COUNCIL OF EUROPE
COMMITTEE OF MINISTERS
of the Committee of Ministers to member states
on criteria for the authorisation of organ transplantation facilities
(Adopted by the Committee of Ministers on 15 December 2004
at the 909th meeting of the Ministers' Deputies)
The Committee of Ministers, under the terms of Article 15.b of the Statute of the Council of Europe,
Considering that the aim of the Council of Europe is to achieve greater unity between its members and that this aim may be pursued inter alia by the adoption of common action in the health field;
Taking into account Resolution No. R (78) 29 on harmonisation of legislation of member states relating to removal, grafting and transplantation of human substances, the final text of the 3rd Conference of European Health Ministers (Paris, 16-17 November 1987); Articles 19 and 20 of the Convention of Human Rights and Biomedicine, and Articles 3 and 4 of the Additional Protocol to the Convention on Human Rights and Biomedicine, on Transplantation of Organs and Tissues of Human Origin;
- organ transplantation is a well-established, life-saving, and effective treatment: a successful organ transplantation may be the only treatment available for some forms of end stage organ failure and is the most clinically and cost effective treatment for chronic renal failure;
- organ exchange and circulation of recipients among member states is becoming a more frequent phenomenon, and that a minimum common standard should be guaranteed to the citizens;
- member states should therefore provide high-quality transplant services for the benefit of their citizens.

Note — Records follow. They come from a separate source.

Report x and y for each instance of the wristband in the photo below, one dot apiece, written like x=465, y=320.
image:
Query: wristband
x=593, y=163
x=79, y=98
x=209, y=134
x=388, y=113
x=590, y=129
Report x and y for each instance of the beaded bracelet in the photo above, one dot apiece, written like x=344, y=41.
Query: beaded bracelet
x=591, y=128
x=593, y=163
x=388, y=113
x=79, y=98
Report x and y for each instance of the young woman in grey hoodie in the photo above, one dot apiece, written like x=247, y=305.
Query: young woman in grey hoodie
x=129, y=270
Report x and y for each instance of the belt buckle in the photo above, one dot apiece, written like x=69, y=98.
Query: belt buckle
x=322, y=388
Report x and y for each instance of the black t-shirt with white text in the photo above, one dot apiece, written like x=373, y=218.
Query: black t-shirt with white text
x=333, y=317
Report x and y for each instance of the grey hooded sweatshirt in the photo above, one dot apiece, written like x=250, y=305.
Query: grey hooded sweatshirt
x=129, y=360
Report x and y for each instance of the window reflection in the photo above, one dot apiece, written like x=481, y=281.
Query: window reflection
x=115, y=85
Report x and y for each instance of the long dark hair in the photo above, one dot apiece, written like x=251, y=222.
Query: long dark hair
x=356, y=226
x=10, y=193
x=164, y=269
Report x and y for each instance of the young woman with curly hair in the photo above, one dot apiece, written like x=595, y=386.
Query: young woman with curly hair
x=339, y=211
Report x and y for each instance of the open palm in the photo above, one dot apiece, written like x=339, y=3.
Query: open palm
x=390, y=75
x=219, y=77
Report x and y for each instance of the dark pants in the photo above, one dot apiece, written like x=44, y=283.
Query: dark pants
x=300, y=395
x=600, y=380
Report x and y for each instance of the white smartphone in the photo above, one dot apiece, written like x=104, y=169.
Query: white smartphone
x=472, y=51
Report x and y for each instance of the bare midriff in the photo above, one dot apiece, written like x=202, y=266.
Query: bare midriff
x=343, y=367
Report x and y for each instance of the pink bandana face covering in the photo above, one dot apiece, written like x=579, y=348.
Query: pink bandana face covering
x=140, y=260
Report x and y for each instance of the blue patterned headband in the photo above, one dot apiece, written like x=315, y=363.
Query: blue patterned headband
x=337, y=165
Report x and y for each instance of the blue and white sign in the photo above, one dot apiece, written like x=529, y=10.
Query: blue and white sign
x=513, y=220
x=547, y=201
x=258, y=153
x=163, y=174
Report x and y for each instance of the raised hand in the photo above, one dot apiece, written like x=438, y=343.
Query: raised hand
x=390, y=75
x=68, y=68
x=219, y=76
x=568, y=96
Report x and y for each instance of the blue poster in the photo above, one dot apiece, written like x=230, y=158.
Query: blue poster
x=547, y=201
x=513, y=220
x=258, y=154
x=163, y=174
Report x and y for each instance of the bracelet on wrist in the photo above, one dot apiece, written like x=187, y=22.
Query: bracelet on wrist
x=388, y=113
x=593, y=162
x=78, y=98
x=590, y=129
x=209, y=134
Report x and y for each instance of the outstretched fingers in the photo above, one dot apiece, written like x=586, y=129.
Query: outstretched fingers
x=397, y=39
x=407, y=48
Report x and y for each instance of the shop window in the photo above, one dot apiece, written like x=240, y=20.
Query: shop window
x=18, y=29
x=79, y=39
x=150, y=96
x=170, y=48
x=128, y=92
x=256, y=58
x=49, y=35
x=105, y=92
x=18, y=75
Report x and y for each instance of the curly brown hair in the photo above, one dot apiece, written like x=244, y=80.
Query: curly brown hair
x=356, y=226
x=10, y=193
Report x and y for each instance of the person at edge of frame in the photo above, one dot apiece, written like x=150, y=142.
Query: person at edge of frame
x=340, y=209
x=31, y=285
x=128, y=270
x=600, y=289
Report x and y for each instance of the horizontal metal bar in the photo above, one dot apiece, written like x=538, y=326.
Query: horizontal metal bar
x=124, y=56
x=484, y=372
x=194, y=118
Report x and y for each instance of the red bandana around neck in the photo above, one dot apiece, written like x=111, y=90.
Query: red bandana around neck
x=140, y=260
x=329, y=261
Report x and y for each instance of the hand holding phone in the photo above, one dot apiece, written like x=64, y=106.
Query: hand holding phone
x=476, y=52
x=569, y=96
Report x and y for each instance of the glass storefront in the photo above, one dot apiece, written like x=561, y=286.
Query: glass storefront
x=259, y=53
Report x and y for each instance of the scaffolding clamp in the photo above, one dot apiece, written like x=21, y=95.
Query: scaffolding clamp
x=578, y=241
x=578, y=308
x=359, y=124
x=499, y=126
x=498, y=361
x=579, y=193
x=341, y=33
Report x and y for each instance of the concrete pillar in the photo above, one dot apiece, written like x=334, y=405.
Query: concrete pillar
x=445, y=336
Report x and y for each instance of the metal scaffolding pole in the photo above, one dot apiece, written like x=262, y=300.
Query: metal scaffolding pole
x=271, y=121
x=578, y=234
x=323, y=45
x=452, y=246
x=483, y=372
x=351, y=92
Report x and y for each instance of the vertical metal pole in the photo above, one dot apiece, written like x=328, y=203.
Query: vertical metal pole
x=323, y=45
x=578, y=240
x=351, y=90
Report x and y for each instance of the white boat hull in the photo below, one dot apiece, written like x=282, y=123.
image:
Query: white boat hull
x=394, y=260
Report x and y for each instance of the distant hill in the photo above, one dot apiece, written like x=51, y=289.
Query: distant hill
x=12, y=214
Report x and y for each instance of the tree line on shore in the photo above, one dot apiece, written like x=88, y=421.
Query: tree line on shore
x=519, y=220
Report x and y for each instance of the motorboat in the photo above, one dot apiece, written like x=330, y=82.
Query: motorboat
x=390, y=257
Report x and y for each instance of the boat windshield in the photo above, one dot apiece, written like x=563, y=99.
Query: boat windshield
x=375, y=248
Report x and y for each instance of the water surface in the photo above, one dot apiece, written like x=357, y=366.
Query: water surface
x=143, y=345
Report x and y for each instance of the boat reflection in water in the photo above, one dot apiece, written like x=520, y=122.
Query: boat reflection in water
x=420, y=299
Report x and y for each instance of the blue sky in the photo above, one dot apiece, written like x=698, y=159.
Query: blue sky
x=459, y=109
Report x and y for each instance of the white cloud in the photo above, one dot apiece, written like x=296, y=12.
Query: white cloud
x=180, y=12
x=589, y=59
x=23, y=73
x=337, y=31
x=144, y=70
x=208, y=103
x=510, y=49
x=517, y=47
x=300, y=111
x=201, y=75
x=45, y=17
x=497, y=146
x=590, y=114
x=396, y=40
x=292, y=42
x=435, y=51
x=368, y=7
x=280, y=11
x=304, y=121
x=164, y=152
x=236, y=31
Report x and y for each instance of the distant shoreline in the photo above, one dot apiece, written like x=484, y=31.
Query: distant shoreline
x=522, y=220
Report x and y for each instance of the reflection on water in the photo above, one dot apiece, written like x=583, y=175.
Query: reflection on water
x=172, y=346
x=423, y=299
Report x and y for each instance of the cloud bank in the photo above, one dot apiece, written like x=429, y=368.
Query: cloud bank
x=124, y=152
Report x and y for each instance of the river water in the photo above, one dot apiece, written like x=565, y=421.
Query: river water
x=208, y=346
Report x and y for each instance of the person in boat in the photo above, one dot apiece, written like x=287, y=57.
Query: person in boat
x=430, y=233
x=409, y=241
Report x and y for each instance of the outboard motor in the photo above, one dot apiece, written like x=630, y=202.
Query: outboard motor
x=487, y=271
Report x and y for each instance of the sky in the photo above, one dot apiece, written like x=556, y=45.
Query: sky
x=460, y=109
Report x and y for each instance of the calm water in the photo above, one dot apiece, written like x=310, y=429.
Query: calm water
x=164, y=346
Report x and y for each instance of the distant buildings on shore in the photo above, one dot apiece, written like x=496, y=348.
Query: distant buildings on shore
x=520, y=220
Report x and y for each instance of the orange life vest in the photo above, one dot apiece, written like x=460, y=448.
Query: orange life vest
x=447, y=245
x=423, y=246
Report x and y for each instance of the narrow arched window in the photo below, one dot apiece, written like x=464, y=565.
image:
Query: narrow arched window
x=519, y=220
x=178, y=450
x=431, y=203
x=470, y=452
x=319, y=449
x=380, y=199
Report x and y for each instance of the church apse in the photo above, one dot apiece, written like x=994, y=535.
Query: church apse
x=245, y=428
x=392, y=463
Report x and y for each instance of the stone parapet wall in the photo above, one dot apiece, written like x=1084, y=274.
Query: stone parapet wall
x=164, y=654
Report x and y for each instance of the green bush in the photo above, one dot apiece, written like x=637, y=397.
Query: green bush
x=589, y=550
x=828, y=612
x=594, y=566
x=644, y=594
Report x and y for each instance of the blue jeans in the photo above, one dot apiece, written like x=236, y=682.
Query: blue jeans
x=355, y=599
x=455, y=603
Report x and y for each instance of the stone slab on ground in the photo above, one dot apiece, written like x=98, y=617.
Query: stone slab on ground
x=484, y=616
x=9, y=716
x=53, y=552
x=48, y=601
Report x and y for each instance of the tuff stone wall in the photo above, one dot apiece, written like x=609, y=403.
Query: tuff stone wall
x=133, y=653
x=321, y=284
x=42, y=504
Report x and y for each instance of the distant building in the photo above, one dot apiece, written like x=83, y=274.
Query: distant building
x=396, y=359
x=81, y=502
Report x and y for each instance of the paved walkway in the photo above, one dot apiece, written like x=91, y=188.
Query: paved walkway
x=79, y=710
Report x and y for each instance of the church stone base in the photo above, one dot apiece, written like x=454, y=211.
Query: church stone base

Considering the limited organ supply, all necessary steps should be taken to make sure all available organs are properly safeguarded and used so as to maximise the benefit to patients;
- the highest professional standards are to be maintained in the area of organ transplantation,
Recommends that the governments of member states take all necessary measures to ensure the following:
1. An appropriate mechanism for the authorisation1 of health care facilities carrying out organ transplantations2 should be set up. In order to obtain authorisation these facilities should meet the following criteria:
– feasibility of programme, based on clinical need assessment and a documented estimate of organ supply, to ensure that projected activity levels are sufficient to maintain clinical expertise and programme quality;
– standards of vocational training of team members, and infrastructural conditions relating to availability of beds, intensive care facilities, and diagnostic and therapeutic back-up services (radiology, microbiology, immunology services, etc.), and to care provided by nursing, physiotherapy, social services and related medical professionals.
2. Medical professionals forming part of an organ transplant team should be properly qualified and their previous training in the field of transplantation should be documented and personalised.
3. A quality-management system should be put in place to evaluate performance against established national and/or international standards as applicable, and to ensure the quality of the process of organ procurement and transplantation, following the principles described in the Council of Europe's Guide to safety and quality assurance for organs, tissues and cells.
4. Authorisations should be regularly reviewed against agreed quality criteria and standards, as well as against audit results.
5. Outcome results for each type of transplant should be within the margins of international registers, at an equivalent degree of complexity of patients. In order to guarantee clinical results and cost-effective performance, minimal yearly activity standards shall be established in order to maintain an active programme.
6. These minimal activity standards, required to keep active each kind of transplant programme, should be related to the mean number of cadaveric organs available to the transplant team in recent years.
7. Any transplant centre which, after several warnings, continues to fail to meet activity or outcome criteria may have its authorisation withdrawn.
8. No new transplant centre may be authorised if there are not enough organs available to enable a new centre to reach the required standards.
9. Any new transplant centre should be authorised, accredited or licensed on the basis of agreed criteria and initially should be limited in time. If, within an agreed timescale, the new centre does not achieve the required standards, authorisation shall be withdrawn.